Reverse-Proxy (unenriched behavior)¶

Response from the service mimics the response from OpenAI and does not add any additional fields. The HiddenLayer proxy is “invisible” to the application.

The endpoint to the LLM can be replaced in the existing Generative AI application as shown below with no further code changes required in the application, as the response format will be identical with or without HiddenLayer (unless it’s desired to add specific application behavior for when the message is blocked by the proxy).

The API key for the underlying LLM model can be passed in the request as a header value.

Example modified application endpoint: {HiddenLayer_proxy_container_endpoint}/api/v1/azure/{backend_LLM_endpoint}

Forward-Proxy (enriched behavior)¶

Response from the service contains the LLM response and is “enriched” with the HiddenLayer response.

Replacing the endpoint to call the LLM with the HiddenLayer endpoint (potentially) requires code changes to the frontend Generative AI application, as the response format is different.

API key for the underlying model must be set in the deployed AI Detection & Response container as an environment variable. See the Deployment Variables for the appropriate naming.

Example modified application endpoint: {HiddenLayer_proxy_container_endpoint}/api/v1/proxy/azure/{backend_LLM_endpoint}

Proxy Deployment Architecture¶

The architecture for a proxy deployment could look something like this:

Note that this diagram contains an added layer of API management.

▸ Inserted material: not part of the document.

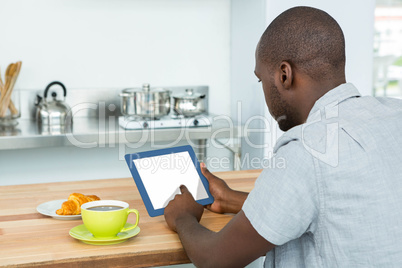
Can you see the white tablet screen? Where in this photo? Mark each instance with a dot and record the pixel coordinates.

Due to the highly scalable nature of the AI Detection & Response solution, several applications may rely on the same proxy containers or the same backend LLM service providers. To allow for different policy sets to be applied, policies can be configured dynamically via header values when sending a request to AI Detection & Response. Default policy sets can also be configured globally for all applications within the containers themselves. Using an API management layer here offers the maximum degree of flexibility while carefully curating the AI Detection & Response response for widely varying requirements on an application level, or even a user level, directly at runtime, without the need to modify your application code or the underlying container configuration but can add overall complexity and may not be necessary for your environment. See the Deployment Variables for policy configuration information.

SaaS versus Self-Hosted¶

Prompt Analyzer¶

The prompt analyzer can be:

Reached as a SaaS endpoint connecting to the HiddenLayer console, or
Deployed as a self-hosted container on the customer infrastructure, and configured to run either in:
Hybrid mode (detections are sent to the HiddenLayer console for visualization and review by the security team). This is the default mode for deployment.
Disconnected mode (detections are logged on the customer infrastructure, but nothing is sent to HiddenLayer).

End User License Agreement

Deployment of the HiddenLayer containers or use of the SaaS endpoint is subject to the provisions in the End-User License Agreement (EULA) and HiddenLayer reserves the right to retain prompts and outputs for the improvement of our products. Prompts and outputs sent via the SaaS endpoint will be retained for use in product improvement; prompts and outputs from detections in hybrid mode will be retained unless this capability is deactivated in the container environment.

Proxy¶

Due to the necessity of configuring backend LLM connections in the container, HiddenLayer does not currently support operating the proxy as a SaaS offering. Therefore, the proxy:

Must be implemented as a self-hosted container on the customer infrastructure, and configured to run either in:
Hybrid mode (detections are sent to the HiddenLayer console for visualizaion and review by the security team unless explicitly configured otherwise). This is the default mode for deployment.
Disconnected mode (detections are logged on the customer infrastructure, but nothing is sent to HiddenLayer).

End User License Agreement

Deployment of the HiddenLayer containers is subject to the provisions in the End-User License Agreement (EULA) and HiddenLayer reserves the right to retain prompts and outputs for the improvement of our products. Prompts and the corresponding LLM outputs from detections in hybrid mode will be retained unless this capability is deactivated in the container environment.